Geographic reach should also be evaluated. Some private equity firms primarily invest within a single region, while others operate on a global scale. Firms with international investment platforms may provide access to a broader range of opportunities across developed and emerging markets. A diversified geographic footprint can also help reduce concentration risk and create additional growth opportunities.

Historical performance remains one of the most important indicators of a firm’s capabilities. Reviewing past fund results, investment track records, and value creation strategies can provide insight into how effectively a firm has managed capital over time. Although past performance does not guarantee future results, a consistent history of strong outcomes often reflects disciplined decision making and experienced leadership.

Finally, investors should assess the firm’s overall risk profile. Different strategies carry different levels of risk depending on factors such as industry concentration, leverage usage, geographic exposure, and market conditions. Understanding these risks can help investors select a private equity firm that aligns with their financial objectives and comfort level.

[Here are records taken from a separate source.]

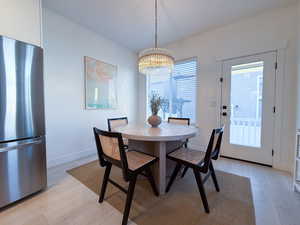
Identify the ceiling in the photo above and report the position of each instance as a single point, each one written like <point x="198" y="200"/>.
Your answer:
<point x="131" y="22"/>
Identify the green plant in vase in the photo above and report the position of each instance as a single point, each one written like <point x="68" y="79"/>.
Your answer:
<point x="155" y="104"/>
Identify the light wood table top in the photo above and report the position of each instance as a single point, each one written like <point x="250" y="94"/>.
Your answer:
<point x="165" y="132"/>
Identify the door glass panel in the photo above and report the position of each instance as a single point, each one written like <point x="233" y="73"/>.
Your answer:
<point x="246" y="104"/>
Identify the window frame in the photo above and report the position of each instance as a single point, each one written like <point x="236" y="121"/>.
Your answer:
<point x="180" y="61"/>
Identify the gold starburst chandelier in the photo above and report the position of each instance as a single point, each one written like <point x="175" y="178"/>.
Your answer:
<point x="153" y="60"/>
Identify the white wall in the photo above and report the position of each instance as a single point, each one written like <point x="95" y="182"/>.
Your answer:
<point x="298" y="63"/>
<point x="271" y="30"/>
<point x="68" y="124"/>
<point x="21" y="20"/>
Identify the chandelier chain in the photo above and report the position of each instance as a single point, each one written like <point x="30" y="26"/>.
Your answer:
<point x="155" y="44"/>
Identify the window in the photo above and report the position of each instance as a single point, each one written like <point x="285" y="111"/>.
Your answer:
<point x="178" y="90"/>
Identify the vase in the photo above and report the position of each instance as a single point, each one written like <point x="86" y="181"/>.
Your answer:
<point x="154" y="120"/>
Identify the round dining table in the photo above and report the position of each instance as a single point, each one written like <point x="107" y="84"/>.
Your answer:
<point x="159" y="142"/>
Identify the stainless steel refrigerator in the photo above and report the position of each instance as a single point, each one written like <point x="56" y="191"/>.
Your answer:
<point x="22" y="121"/>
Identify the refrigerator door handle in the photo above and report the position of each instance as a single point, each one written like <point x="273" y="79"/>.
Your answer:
<point x="20" y="145"/>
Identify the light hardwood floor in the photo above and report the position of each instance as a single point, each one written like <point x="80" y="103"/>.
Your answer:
<point x="68" y="202"/>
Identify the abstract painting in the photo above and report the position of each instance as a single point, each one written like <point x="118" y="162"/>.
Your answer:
<point x="100" y="84"/>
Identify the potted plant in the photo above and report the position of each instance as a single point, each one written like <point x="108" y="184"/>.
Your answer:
<point x="155" y="104"/>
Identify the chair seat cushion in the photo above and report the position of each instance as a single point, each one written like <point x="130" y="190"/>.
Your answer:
<point x="188" y="155"/>
<point x="137" y="159"/>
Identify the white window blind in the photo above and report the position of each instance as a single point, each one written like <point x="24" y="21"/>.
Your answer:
<point x="178" y="90"/>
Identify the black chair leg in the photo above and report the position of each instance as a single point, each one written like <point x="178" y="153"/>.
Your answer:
<point x="151" y="180"/>
<point x="201" y="189"/>
<point x="104" y="184"/>
<point x="214" y="177"/>
<point x="184" y="171"/>
<point x="173" y="177"/>
<point x="129" y="199"/>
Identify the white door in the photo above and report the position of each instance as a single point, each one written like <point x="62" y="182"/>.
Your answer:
<point x="247" y="110"/>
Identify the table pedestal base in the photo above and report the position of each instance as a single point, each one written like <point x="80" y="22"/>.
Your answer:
<point x="163" y="167"/>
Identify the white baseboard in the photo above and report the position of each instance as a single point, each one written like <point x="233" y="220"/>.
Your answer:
<point x="70" y="157"/>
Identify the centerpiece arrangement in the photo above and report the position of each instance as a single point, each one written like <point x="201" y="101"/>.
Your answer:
<point x="155" y="104"/>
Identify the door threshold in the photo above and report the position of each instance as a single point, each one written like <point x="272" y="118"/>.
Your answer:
<point x="242" y="160"/>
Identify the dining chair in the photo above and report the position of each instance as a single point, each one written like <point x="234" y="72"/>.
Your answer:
<point x="111" y="151"/>
<point x="215" y="154"/>
<point x="200" y="162"/>
<point x="112" y="123"/>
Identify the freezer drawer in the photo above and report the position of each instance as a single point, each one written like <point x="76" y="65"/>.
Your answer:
<point x="22" y="169"/>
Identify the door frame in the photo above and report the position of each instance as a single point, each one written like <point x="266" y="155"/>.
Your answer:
<point x="278" y="163"/>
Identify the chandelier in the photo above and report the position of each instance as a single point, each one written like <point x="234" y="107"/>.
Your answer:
<point x="155" y="60"/>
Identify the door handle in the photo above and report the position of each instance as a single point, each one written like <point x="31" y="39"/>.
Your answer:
<point x="20" y="145"/>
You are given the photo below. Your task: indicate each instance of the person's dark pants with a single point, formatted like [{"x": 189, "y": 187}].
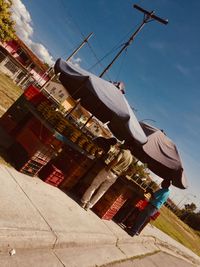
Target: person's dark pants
[{"x": 142, "y": 218}]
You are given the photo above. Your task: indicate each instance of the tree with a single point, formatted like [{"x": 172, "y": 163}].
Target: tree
[{"x": 7, "y": 31}]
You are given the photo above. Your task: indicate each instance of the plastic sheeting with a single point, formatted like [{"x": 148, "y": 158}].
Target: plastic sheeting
[
  {"x": 161, "y": 156},
  {"x": 103, "y": 100}
]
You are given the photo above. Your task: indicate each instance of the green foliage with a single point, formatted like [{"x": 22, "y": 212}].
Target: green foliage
[{"x": 7, "y": 31}]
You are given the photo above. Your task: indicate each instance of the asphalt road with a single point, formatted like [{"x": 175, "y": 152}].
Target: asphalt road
[{"x": 160, "y": 259}]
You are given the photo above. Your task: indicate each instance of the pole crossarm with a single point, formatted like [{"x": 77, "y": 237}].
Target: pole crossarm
[
  {"x": 148, "y": 16},
  {"x": 151, "y": 14}
]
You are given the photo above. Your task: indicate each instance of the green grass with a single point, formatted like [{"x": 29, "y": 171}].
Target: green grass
[{"x": 170, "y": 224}]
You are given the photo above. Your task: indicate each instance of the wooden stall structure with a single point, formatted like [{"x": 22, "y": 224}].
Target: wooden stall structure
[{"x": 47, "y": 141}]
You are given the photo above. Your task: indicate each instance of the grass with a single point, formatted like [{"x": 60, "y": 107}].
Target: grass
[
  {"x": 166, "y": 222},
  {"x": 170, "y": 224}
]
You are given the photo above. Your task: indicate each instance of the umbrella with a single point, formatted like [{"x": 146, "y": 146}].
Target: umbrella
[
  {"x": 102, "y": 99},
  {"x": 161, "y": 156}
]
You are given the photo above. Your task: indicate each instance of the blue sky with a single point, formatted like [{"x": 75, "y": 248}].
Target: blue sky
[{"x": 160, "y": 69}]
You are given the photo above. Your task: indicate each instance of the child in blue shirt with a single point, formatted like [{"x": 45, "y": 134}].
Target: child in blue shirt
[{"x": 156, "y": 202}]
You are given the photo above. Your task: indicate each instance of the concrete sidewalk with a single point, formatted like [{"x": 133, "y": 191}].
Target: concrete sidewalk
[{"x": 48, "y": 228}]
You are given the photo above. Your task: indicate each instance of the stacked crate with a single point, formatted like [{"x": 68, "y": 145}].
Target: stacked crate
[
  {"x": 107, "y": 207},
  {"x": 34, "y": 95},
  {"x": 15, "y": 116},
  {"x": 38, "y": 143},
  {"x": 70, "y": 166},
  {"x": 51, "y": 175},
  {"x": 84, "y": 183}
]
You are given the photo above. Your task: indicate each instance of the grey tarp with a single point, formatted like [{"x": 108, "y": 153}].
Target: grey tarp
[
  {"x": 102, "y": 99},
  {"x": 161, "y": 156}
]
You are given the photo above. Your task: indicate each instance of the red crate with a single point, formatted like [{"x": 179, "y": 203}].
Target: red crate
[
  {"x": 155, "y": 216},
  {"x": 34, "y": 95},
  {"x": 51, "y": 175},
  {"x": 32, "y": 167},
  {"x": 108, "y": 210},
  {"x": 43, "y": 134},
  {"x": 7, "y": 123}
]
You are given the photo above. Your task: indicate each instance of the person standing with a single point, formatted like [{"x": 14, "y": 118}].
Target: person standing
[
  {"x": 157, "y": 201},
  {"x": 106, "y": 177}
]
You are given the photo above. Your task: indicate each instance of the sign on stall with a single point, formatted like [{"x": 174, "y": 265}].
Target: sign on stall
[{"x": 57, "y": 91}]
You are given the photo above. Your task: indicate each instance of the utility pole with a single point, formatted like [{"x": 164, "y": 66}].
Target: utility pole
[
  {"x": 73, "y": 53},
  {"x": 148, "y": 16}
]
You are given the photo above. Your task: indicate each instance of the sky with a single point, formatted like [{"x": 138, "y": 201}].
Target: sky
[{"x": 160, "y": 69}]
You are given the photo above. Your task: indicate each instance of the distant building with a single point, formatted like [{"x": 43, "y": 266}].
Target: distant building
[{"x": 21, "y": 64}]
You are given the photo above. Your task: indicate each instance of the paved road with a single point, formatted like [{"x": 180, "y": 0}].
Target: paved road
[{"x": 156, "y": 260}]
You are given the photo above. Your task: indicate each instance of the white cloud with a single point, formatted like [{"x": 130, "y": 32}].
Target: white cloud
[{"x": 24, "y": 29}]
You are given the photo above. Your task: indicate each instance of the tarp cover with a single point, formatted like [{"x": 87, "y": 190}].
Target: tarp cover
[
  {"x": 102, "y": 99},
  {"x": 161, "y": 156}
]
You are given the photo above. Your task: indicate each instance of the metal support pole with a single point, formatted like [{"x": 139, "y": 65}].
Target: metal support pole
[{"x": 148, "y": 16}]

By carefully examining investment strategy, sector expertise, geographic reach, historical performance, and risk profile, investors can make more informed decisions when choosing among the top private equity firms in today’s competitive market.

Final Thoughts

The private equity industry continues to play a central role in global finance, with leading firms managing hundreds of billions, and in some cases trillions, of dollars in investor capital. From Blackstone’s unmatched scale to KKR’s fundraising strength, Apollo’s private credit expertise, and Brookfield’s infrastructure leadership, each firm brings unique capabilities to the market.

While assets under management remains an important measure of size and influence, it is only one part of the picture. Factors such as investment performance, sector specialization, fundraising success, geographic reach, and long term value creation all contribute to a firm’s standing within the industry. This is why firms such as Thoma Bravo, Bain Capital, and Hellman & Friedman continue to earn recognition alongside larger competitors.

The private equity landscape is also evolving rapidly. Growing interest in private credit, artificial intelligence, infrastructure, and alternative investments is creating new opportunities for both firms and investors. As capital continues to flow into private markets, the industry’s leading players are likely to remain at the center of major investment activity worldwide.

Whether you are an institutional investor, financial professional, or simply researching the largest private equity firms, understanding how these organizations operate can provide valuable context for evaluating market trends and investment opportunities. The firms featured in this ranking represent some of the most influential names in private equity and are well positioned to shape the future of private capital in the years ahead.